In round 12, Roberts scored two tries in a 34-18 victory over St. George Illawarra.

On 28 July, Roberts was fined $7500 and banned for one match after failing to comply with a Queensland Public Health directive. Roberts breached the biosecurity restrictions in place for players in South-East Queensland by going onto the balcony of his hotel room on the Gold Coast.
Roberts played a total of 11 games for the Wests Tigers in the 2021 NRL season as the club finished 13th and missed the finals.

===2022===
In March, a Newcastle fan reportedly spotted Roberts and a Wests Tigers team-mate playing poker machines in a Newcastle hotel at 10pm on the eve of an unsuccessful Tigers match against Newcastle.

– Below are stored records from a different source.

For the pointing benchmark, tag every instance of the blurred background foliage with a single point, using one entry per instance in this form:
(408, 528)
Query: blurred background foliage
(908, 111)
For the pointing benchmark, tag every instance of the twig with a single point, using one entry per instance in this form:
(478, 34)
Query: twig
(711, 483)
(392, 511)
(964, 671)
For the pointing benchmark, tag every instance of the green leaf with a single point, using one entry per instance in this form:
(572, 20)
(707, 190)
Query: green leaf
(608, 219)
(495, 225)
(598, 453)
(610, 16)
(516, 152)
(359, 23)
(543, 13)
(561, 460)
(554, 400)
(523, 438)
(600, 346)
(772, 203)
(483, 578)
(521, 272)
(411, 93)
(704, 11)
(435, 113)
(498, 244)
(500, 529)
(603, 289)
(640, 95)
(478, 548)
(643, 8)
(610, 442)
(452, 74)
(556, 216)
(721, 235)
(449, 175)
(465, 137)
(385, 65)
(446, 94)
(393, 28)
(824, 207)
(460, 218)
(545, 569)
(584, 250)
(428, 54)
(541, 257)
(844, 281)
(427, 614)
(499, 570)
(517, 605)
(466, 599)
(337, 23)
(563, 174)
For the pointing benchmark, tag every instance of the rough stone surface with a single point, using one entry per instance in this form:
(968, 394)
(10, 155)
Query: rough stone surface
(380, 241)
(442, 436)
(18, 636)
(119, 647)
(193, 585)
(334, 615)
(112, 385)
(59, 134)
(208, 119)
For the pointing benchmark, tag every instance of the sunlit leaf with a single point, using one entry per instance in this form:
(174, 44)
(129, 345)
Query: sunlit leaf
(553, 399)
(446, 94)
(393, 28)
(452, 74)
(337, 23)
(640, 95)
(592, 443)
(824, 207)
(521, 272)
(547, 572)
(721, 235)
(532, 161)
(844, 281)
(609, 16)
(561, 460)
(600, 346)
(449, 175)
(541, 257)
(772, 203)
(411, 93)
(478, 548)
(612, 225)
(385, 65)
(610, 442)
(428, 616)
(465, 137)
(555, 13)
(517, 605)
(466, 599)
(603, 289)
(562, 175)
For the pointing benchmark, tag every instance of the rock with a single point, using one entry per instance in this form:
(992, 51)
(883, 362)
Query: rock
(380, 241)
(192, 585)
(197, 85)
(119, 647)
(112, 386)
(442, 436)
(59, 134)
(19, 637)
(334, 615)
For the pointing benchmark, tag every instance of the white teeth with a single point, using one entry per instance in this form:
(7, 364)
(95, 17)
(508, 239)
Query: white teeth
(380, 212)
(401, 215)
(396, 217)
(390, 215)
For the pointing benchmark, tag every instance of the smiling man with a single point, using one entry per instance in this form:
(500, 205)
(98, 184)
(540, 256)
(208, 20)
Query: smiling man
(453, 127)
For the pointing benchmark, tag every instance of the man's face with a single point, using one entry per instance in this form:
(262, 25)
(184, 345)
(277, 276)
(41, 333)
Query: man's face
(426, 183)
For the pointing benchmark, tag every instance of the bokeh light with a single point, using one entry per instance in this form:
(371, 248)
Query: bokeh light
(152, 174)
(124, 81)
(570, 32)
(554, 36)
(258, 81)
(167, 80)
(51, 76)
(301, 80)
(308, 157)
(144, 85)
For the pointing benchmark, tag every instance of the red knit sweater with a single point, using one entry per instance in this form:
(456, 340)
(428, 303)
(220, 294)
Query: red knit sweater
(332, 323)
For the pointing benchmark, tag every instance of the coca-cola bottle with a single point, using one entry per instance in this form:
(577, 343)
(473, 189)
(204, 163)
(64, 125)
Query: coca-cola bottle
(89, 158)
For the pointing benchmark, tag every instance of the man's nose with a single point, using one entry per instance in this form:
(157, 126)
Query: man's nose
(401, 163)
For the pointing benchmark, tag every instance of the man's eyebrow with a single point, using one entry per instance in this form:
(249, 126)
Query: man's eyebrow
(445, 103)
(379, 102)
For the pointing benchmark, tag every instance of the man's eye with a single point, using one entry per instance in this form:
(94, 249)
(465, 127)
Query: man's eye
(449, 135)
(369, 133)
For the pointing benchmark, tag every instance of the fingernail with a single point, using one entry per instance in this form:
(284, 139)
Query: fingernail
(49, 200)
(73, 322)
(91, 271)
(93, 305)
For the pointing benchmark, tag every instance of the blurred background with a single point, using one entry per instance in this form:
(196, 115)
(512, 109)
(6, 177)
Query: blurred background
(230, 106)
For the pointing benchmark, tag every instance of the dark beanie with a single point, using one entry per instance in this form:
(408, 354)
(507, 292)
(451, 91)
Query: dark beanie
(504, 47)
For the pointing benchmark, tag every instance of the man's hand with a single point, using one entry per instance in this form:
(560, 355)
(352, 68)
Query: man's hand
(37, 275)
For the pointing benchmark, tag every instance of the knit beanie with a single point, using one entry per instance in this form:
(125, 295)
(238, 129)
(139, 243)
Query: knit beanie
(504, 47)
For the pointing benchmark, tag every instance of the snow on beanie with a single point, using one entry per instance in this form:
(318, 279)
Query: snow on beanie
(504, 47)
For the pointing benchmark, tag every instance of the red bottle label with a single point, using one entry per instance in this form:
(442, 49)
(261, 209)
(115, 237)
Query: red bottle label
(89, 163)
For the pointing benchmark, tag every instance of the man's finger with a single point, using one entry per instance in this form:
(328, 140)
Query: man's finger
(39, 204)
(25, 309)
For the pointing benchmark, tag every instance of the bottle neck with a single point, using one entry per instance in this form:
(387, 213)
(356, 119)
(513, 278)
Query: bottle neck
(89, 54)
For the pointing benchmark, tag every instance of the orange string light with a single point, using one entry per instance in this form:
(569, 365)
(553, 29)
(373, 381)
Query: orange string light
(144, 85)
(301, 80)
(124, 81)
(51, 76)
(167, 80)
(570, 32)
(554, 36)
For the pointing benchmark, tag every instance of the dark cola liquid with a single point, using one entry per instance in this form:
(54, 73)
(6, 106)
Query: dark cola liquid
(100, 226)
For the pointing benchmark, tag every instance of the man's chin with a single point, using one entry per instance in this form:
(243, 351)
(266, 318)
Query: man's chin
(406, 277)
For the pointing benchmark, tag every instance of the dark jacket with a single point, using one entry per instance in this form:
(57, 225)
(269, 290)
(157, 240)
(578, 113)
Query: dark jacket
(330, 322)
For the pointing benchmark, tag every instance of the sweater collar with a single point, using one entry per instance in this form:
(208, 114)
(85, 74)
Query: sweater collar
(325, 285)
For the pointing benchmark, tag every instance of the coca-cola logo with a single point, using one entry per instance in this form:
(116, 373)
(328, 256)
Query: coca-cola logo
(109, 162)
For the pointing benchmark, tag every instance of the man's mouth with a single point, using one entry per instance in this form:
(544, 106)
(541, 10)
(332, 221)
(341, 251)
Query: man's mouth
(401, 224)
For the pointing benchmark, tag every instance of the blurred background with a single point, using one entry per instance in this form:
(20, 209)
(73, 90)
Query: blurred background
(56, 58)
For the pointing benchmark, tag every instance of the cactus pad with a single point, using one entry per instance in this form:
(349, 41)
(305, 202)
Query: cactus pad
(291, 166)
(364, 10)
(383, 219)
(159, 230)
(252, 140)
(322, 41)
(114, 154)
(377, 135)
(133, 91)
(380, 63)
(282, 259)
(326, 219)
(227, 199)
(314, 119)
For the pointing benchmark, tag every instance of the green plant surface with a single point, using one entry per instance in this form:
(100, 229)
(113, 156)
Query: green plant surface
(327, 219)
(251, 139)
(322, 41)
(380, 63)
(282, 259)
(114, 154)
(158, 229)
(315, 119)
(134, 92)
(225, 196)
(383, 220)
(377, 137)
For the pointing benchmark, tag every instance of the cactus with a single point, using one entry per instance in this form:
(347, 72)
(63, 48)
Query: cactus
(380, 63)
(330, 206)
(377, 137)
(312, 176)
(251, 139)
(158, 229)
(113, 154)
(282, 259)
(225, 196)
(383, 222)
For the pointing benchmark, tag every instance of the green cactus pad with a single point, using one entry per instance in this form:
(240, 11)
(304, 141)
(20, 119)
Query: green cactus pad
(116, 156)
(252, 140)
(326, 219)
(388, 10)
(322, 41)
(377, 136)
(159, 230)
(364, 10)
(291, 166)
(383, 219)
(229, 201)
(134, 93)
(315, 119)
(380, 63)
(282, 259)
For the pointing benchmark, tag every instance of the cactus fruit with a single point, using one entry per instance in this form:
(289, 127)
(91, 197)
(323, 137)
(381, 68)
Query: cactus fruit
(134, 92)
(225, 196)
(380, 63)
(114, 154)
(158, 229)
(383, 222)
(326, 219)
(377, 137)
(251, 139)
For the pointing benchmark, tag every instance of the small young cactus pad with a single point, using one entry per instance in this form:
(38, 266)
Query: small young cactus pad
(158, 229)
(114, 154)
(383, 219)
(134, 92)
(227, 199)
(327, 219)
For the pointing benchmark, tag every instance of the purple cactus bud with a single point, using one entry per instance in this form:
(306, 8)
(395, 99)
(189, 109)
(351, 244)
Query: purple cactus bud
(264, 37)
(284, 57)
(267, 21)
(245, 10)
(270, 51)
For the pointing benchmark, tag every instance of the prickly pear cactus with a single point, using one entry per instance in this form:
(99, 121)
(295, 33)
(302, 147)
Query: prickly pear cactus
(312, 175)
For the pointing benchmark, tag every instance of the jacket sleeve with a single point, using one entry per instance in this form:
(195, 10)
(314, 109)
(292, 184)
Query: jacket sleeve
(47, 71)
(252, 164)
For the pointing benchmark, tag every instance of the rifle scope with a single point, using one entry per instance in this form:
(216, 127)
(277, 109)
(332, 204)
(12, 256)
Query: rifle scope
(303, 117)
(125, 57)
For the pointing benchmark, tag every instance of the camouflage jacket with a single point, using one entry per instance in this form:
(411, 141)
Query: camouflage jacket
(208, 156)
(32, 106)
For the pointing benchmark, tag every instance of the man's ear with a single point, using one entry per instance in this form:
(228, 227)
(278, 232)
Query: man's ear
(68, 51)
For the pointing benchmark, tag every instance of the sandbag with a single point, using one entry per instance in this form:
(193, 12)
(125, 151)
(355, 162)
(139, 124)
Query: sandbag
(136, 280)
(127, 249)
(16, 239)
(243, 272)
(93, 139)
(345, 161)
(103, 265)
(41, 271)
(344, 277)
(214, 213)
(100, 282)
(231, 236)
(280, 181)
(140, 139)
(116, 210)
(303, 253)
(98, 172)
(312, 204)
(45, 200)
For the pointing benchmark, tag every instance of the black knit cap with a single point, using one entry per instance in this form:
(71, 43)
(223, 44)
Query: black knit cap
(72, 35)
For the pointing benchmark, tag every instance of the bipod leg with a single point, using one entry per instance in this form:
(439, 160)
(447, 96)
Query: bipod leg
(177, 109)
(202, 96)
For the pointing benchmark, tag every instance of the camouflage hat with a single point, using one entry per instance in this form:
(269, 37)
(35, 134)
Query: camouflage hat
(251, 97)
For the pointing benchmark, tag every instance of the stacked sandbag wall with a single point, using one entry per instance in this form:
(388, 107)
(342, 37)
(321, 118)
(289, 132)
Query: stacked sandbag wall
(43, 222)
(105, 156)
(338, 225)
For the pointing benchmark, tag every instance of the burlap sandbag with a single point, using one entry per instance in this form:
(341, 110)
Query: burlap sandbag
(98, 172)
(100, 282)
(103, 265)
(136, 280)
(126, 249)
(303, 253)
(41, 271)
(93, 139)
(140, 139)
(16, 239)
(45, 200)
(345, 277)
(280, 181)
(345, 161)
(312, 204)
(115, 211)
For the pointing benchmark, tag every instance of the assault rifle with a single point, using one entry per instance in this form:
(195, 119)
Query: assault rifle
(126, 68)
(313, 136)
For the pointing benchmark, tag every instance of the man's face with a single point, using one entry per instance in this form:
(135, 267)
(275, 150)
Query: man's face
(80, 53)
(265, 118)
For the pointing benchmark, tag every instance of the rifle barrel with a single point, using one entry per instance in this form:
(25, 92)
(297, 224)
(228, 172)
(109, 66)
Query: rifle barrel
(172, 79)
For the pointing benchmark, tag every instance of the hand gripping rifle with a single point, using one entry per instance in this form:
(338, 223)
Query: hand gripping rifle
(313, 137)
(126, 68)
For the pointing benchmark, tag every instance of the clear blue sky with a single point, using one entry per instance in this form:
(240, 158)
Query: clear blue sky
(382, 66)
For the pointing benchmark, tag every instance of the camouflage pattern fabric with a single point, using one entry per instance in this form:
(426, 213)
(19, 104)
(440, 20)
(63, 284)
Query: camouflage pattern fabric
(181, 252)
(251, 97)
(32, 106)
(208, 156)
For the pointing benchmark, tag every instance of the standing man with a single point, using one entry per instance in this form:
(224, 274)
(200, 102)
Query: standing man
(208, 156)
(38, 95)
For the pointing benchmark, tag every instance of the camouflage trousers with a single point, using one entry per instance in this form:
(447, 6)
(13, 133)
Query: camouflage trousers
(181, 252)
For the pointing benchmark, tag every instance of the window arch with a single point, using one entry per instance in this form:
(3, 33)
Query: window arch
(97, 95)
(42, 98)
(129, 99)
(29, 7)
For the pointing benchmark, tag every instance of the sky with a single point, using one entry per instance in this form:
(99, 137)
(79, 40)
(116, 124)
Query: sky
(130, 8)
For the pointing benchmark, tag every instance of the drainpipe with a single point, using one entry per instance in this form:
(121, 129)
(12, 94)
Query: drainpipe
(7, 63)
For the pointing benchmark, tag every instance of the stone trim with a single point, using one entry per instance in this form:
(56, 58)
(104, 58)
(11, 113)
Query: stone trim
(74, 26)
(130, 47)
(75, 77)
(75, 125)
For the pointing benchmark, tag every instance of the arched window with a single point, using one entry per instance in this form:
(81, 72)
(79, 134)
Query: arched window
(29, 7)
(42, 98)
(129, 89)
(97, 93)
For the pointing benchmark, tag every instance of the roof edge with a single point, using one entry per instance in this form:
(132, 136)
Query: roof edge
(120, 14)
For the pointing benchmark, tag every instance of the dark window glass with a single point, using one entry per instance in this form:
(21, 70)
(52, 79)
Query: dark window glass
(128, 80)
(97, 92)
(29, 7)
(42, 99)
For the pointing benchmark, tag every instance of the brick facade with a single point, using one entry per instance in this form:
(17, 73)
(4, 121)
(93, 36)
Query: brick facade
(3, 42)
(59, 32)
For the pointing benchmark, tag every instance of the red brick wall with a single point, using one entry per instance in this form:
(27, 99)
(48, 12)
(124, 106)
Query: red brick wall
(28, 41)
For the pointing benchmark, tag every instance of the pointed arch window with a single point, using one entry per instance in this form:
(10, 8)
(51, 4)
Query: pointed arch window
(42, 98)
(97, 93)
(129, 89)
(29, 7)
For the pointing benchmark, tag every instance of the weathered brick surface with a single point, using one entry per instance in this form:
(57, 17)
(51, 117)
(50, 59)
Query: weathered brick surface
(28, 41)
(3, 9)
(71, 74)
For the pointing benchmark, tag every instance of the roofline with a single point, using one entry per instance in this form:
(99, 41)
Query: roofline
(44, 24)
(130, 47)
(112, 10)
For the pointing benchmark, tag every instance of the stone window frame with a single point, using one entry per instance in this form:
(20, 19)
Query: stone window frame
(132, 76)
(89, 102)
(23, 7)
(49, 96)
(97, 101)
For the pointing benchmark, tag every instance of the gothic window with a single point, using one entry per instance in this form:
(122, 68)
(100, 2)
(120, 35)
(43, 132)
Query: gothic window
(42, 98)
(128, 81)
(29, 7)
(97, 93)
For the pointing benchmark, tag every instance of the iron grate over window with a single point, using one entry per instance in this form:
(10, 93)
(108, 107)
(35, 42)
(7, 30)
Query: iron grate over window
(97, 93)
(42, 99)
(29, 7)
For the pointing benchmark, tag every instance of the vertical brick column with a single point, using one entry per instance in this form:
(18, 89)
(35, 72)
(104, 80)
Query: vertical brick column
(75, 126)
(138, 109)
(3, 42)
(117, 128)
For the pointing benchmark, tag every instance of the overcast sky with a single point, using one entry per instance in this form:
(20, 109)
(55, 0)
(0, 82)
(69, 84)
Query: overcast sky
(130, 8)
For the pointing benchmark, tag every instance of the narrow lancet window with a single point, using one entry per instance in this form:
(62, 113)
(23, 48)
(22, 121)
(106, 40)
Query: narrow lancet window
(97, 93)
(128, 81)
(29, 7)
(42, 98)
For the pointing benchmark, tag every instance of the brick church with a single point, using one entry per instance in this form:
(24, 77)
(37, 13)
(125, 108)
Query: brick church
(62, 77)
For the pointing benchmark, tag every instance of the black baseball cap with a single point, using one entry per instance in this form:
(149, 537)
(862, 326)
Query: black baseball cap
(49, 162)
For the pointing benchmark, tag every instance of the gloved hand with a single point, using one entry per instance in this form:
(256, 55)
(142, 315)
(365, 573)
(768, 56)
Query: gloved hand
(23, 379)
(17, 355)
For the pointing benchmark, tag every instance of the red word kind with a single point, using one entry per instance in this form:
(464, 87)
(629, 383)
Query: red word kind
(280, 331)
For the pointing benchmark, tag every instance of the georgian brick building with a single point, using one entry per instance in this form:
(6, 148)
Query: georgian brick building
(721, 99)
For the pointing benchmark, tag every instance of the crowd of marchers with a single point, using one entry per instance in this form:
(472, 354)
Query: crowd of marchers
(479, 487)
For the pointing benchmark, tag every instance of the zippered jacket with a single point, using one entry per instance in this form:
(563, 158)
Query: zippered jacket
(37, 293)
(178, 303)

The drama was described as "blown out of proportion". No NRL or club disciplinary action was taken as no integrity rules were breached.

==Personal life==
On 11 October 2023, Roberts was captured on video punching the door of a police van after being led away from a Sydney courthouse. Roberts attended Downing Centre Local Court where he was due to face a mention for an apprehended domestic violence order. It was alleged that Roberts had an outburst in court before he was led out of the building by police. Roberts then punched the door of the police van and screamed "see what you do to me?".

On 7 November 2024, Roberts was allegedly charged with prohibited drug possession and possession of unlawfully obtained goods, it was said that the offences had actually occurred in June 2024 but samples had to be sent away for testing.